Having the publisher do this helped me learn that a great boss will get in the trenches with his staff and do what is needed to have everyone succeed and meet deadlines. He never acted like he was better than any of us and that made a great impression on this then young and naive reporter.  He was very supportive of me and the rest of the employees and wanted the best for us.

I wrote a variety of stories for the paper, each with a slightly different format. I wrote news articles of accidents, county commission meetings, school board meetings, arrests, covered courtroom cases, and other subjects. I also wrote features and was able to interview and write about all of the new commissioners.

I learned to love and truly appreciate the first amendment through this job. I continue to fight for it and support journalists. They are not perfect by any means, but in my opinion, must be able to do their jobs, ask the hard questions, and report on what is going on.

Recently there has been an attack on the media and this has me baffled and upset.  Granted, much of today’s news is very biased and one-sided. That is frustrating and so very different than what I learned in journalism school.  But, I wouldn’t trade it for a state-run media and the government telling reporters what they can say and print.

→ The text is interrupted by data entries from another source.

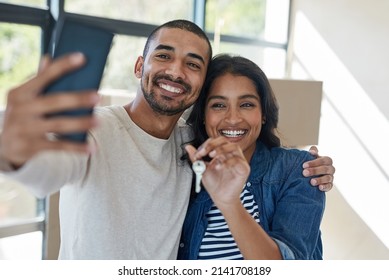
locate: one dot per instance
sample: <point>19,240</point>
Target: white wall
<point>345,44</point>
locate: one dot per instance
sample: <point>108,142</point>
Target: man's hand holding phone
<point>26,126</point>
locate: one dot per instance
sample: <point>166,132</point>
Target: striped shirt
<point>218,242</point>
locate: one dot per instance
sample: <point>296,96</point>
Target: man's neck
<point>155,124</point>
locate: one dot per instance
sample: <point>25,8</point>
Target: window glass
<point>271,60</point>
<point>22,247</point>
<point>146,11</point>
<point>19,55</point>
<point>248,18</point>
<point>16,203</point>
<point>31,3</point>
<point>119,71</point>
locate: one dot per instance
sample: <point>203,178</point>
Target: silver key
<point>198,168</point>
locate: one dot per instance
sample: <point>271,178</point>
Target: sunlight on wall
<point>353,131</point>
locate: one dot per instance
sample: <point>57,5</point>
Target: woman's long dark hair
<point>237,66</point>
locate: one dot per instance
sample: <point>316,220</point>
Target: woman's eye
<point>217,105</point>
<point>247,105</point>
<point>193,65</point>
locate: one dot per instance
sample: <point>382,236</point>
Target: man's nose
<point>176,70</point>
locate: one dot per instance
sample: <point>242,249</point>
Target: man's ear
<point>138,67</point>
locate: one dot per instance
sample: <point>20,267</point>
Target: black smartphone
<point>76,35</point>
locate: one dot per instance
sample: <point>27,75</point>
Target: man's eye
<point>217,106</point>
<point>194,65</point>
<point>162,56</point>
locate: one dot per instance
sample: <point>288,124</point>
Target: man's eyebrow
<point>164,47</point>
<point>170,48</point>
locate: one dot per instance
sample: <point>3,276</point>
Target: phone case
<point>75,35</point>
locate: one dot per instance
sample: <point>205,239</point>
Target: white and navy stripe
<point>218,242</point>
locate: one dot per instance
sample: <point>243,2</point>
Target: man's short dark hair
<point>180,24</point>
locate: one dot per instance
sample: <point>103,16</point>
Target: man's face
<point>173,71</point>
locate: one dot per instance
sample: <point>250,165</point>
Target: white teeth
<point>233,133</point>
<point>170,88</point>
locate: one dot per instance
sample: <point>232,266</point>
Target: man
<point>124,195</point>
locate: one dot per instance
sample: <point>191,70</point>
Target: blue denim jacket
<point>291,209</point>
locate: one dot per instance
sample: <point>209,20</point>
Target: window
<point>145,11</point>
<point>256,29</point>
<point>19,54</point>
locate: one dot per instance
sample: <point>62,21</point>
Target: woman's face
<point>233,110</point>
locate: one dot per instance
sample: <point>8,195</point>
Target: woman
<point>277,214</point>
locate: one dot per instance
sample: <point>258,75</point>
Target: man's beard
<point>164,108</point>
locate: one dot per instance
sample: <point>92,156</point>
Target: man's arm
<point>26,127</point>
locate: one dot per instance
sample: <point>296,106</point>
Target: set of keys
<point>198,168</point>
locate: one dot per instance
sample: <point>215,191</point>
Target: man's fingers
<point>314,151</point>
<point>318,162</point>
<point>191,152</point>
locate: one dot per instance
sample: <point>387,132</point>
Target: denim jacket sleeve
<point>294,222</point>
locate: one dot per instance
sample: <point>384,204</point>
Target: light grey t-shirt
<point>126,201</point>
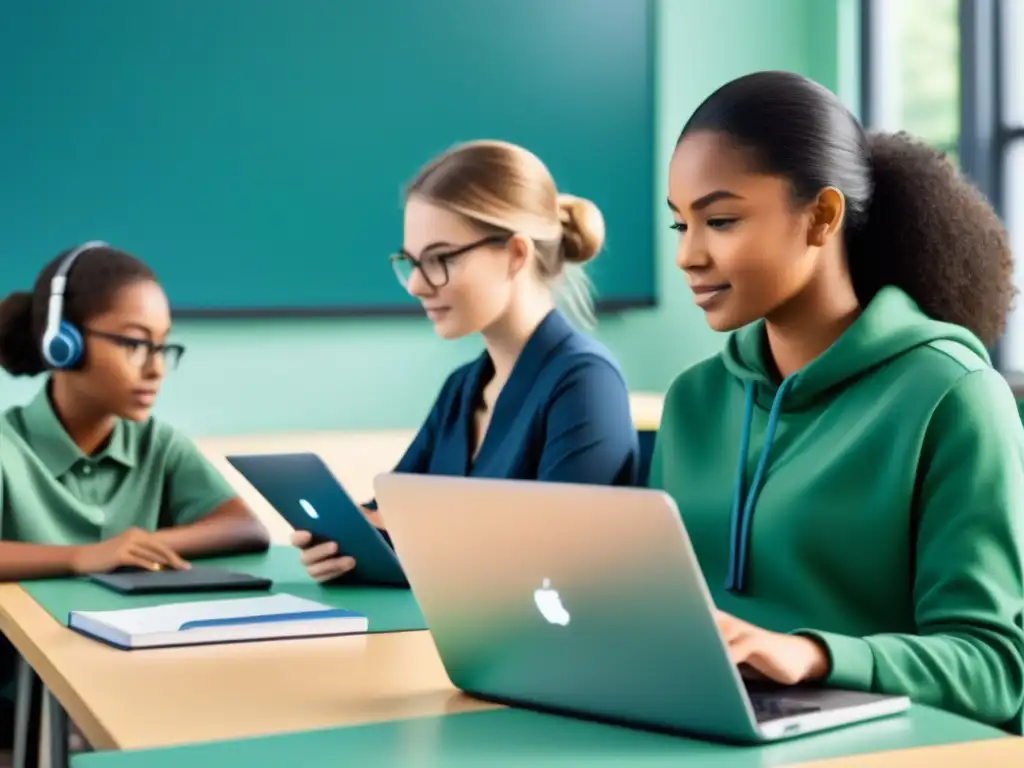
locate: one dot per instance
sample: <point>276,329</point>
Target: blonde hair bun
<point>583,228</point>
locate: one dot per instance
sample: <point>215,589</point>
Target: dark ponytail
<point>930,231</point>
<point>19,350</point>
<point>911,219</point>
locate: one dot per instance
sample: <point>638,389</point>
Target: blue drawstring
<point>742,509</point>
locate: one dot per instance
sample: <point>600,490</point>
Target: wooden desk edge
<point>996,751</point>
<point>18,608</point>
<point>19,613</point>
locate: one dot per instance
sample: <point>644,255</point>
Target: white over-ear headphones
<point>62,345</point>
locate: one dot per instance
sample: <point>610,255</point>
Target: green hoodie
<point>878,504</point>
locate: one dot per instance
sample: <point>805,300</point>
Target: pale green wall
<point>334,374</point>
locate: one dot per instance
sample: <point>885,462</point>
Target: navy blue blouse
<point>563,416</point>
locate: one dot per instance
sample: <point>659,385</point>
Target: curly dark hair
<point>911,220</point>
<point>94,279</point>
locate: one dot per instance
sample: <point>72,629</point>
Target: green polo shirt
<point>148,475</point>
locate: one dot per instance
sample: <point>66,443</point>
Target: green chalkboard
<point>254,152</point>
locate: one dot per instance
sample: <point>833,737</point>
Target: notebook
<point>239,620</point>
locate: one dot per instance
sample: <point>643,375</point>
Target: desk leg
<point>28,712</point>
<point>57,731</point>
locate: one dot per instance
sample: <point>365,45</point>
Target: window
<point>1012,26</point>
<point>912,73</point>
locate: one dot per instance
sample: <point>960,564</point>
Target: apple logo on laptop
<point>550,604</point>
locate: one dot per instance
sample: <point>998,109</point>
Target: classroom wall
<point>257,376</point>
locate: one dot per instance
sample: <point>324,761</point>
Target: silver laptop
<point>587,600</point>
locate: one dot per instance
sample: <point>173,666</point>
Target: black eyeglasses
<point>141,351</point>
<point>434,266</point>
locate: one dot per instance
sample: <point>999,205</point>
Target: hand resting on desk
<point>134,548</point>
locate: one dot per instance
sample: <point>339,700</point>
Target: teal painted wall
<point>259,376</point>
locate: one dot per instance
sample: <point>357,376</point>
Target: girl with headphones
<point>89,481</point>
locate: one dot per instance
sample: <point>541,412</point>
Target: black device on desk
<point>304,492</point>
<point>129,581</point>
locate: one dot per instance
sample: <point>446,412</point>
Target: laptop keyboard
<point>768,707</point>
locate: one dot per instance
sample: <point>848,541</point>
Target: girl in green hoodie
<point>850,468</point>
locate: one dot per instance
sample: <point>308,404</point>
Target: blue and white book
<point>239,620</point>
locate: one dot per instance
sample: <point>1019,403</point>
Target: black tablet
<point>304,492</point>
<point>196,579</point>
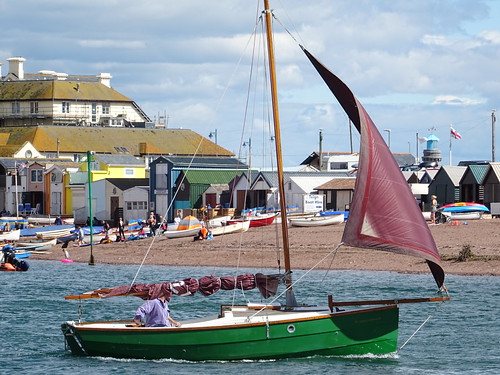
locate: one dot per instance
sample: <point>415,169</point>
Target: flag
<point>21,167</point>
<point>454,133</point>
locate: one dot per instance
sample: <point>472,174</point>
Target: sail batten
<point>384,214</point>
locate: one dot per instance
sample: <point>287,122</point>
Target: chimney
<point>105,79</point>
<point>16,67</point>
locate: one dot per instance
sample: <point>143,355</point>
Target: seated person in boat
<point>155,313</point>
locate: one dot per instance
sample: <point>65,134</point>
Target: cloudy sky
<point>415,65</point>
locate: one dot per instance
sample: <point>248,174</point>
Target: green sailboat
<point>291,329</point>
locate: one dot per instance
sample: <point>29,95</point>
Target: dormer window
<point>16,108</point>
<point>33,107</point>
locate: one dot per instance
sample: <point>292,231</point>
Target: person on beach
<point>433,209</point>
<point>121,230</point>
<point>155,313</point>
<point>202,234</point>
<point>80,235</point>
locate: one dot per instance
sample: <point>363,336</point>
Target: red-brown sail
<point>383,214</point>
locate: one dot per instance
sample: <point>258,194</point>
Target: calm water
<point>463,336</point>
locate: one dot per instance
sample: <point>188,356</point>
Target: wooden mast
<point>290,297</point>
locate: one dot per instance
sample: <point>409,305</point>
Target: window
<point>338,165</point>
<point>36,175</point>
<point>16,108</point>
<point>34,107</point>
<point>65,107</point>
<point>94,112</point>
<point>137,205</point>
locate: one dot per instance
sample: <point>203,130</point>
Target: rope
<point>300,278</point>
<point>419,328</point>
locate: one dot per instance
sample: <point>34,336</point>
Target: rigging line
<point>291,21</point>
<point>199,145</point>
<point>168,208</point>
<point>414,333</point>
<point>420,327</point>
<point>245,116</point>
<point>296,281</point>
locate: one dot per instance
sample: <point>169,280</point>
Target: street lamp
<point>249,158</point>
<point>213,135</point>
<point>389,137</point>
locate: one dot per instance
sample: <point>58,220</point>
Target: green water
<point>462,337</point>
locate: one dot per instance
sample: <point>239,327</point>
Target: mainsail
<point>383,213</point>
<point>207,285</point>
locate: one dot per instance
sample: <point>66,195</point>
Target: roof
<point>128,183</point>
<point>209,177</point>
<point>11,163</point>
<point>222,161</point>
<point>454,173</point>
<point>106,140</point>
<point>401,158</point>
<point>272,177</point>
<point>119,160</point>
<point>338,184</point>
<point>309,183</point>
<point>59,90</point>
<point>478,171</point>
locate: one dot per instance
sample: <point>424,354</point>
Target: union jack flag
<point>454,133</point>
<point>21,167</point>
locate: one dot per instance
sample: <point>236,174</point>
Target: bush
<point>465,254</point>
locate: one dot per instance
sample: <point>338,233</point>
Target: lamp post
<point>493,120</point>
<point>213,135</point>
<point>249,155</point>
<point>89,177</point>
<point>389,137</point>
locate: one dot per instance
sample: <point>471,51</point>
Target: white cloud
<point>127,44</point>
<point>454,100</point>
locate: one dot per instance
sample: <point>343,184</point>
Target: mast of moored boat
<point>290,296</point>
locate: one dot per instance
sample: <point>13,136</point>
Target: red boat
<point>256,221</point>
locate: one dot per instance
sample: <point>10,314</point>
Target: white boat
<point>51,234</point>
<point>218,221</point>
<point>97,237</point>
<point>286,328</point>
<point>182,232</point>
<point>41,220</point>
<point>238,227</point>
<point>12,235</point>
<point>472,215</point>
<point>317,221</point>
<point>39,244</point>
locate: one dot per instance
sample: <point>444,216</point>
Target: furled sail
<point>383,213</point>
<point>207,285</point>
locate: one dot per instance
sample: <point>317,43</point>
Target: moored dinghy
<point>291,329</point>
<point>188,227</point>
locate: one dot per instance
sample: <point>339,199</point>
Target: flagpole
<point>16,179</point>
<point>450,143</point>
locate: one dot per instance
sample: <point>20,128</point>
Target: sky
<point>418,67</point>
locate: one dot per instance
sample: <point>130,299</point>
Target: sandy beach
<point>310,247</point>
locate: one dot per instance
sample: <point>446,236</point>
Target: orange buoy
<point>7,267</point>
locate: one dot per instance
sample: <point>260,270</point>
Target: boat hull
<point>365,331</point>
<point>256,221</point>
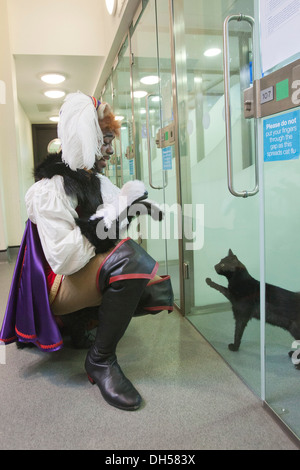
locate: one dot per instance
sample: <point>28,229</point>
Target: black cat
<point>282,306</point>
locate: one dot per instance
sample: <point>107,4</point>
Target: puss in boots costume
<point>72,267</point>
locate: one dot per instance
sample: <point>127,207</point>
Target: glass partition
<point>226,227</point>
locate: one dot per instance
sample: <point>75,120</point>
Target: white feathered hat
<point>79,130</point>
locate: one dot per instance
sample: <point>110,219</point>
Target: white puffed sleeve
<point>65,248</point>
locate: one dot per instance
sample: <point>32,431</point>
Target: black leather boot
<point>122,279</point>
<point>79,325</point>
<point>157,296</point>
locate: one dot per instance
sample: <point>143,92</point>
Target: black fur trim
<point>82,184</point>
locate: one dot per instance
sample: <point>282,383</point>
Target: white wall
<point>10,218</point>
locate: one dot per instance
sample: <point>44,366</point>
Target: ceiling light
<point>139,94</point>
<point>111,6</point>
<point>212,52</point>
<point>54,93</point>
<point>150,80</point>
<point>53,78</point>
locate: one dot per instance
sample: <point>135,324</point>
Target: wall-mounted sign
<point>282,137</point>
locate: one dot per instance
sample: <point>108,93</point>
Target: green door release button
<point>282,90</point>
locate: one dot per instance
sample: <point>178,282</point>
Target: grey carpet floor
<point>192,399</point>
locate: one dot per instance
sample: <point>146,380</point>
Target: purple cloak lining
<point>28,315</point>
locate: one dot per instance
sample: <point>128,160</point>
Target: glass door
<point>111,170</point>
<point>280,154</point>
<point>154,134</point>
<point>122,104</point>
<point>219,174</point>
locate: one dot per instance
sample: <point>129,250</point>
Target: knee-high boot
<point>157,296</point>
<point>122,280</point>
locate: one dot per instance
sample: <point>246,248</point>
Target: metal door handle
<point>149,144</point>
<point>254,191</point>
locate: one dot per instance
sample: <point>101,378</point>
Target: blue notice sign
<point>282,137</point>
<point>167,158</point>
<point>131,167</point>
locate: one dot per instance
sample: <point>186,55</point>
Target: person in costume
<point>73,265</point>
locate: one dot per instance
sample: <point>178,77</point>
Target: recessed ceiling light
<point>53,78</point>
<point>111,6</point>
<point>212,52</point>
<point>54,93</point>
<point>150,80</point>
<point>139,94</point>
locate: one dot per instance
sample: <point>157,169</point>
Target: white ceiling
<point>82,73</point>
<point>77,38</point>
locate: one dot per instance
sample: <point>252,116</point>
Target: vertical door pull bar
<point>226,62</point>
<point>149,144</point>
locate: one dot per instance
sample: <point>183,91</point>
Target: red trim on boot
<point>106,258</point>
<point>122,277</point>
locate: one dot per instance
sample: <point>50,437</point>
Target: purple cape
<point>28,315</point>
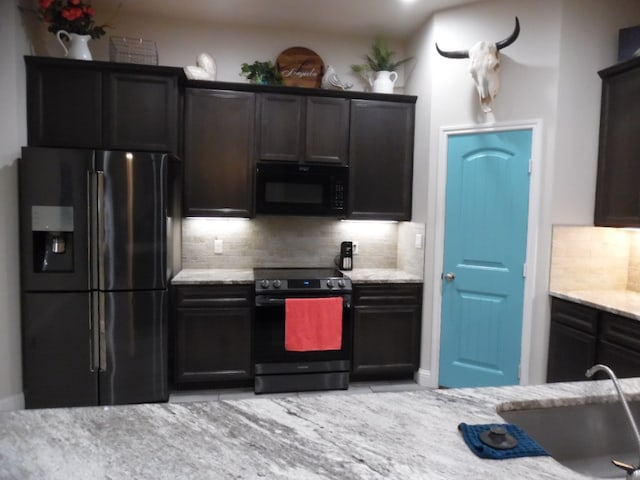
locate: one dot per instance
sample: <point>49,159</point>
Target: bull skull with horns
<point>484,65</point>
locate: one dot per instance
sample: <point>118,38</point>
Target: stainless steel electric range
<point>278,369</point>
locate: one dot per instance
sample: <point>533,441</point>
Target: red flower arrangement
<point>73,16</point>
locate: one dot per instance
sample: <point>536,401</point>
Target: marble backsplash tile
<point>277,241</point>
<point>634,262</point>
<point>593,258</point>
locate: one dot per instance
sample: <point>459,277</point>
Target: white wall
<point>548,74</point>
<point>12,136</point>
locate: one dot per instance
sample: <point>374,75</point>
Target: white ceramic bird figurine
<point>204,69</point>
<point>330,80</point>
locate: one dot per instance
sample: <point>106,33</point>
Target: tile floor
<point>242,393</point>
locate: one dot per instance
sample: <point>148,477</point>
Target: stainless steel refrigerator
<point>94,228</point>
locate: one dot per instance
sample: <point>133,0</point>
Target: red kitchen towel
<point>313,324</point>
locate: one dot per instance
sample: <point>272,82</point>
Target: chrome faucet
<point>633,472</point>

Many places in the world have this control. A few amazing things about our country are the 1st Amendment and the three branches of government.  In America, freedom of speech and freedom of religion are protected. The hard thing about it is giving equal time to someone we strongly disagree with.

My hope is that we can learn from those we agree with as well as those we don’t. And that we can listen to each other and try to find out where we are all are coming from.  If we don’t do that, we may never find a way to bridge the gap that seems to keep growing wider and wider.

I wonder what the next book or article is that I will read?  I am not sure but am so looking forward to it. Take care and happy summer!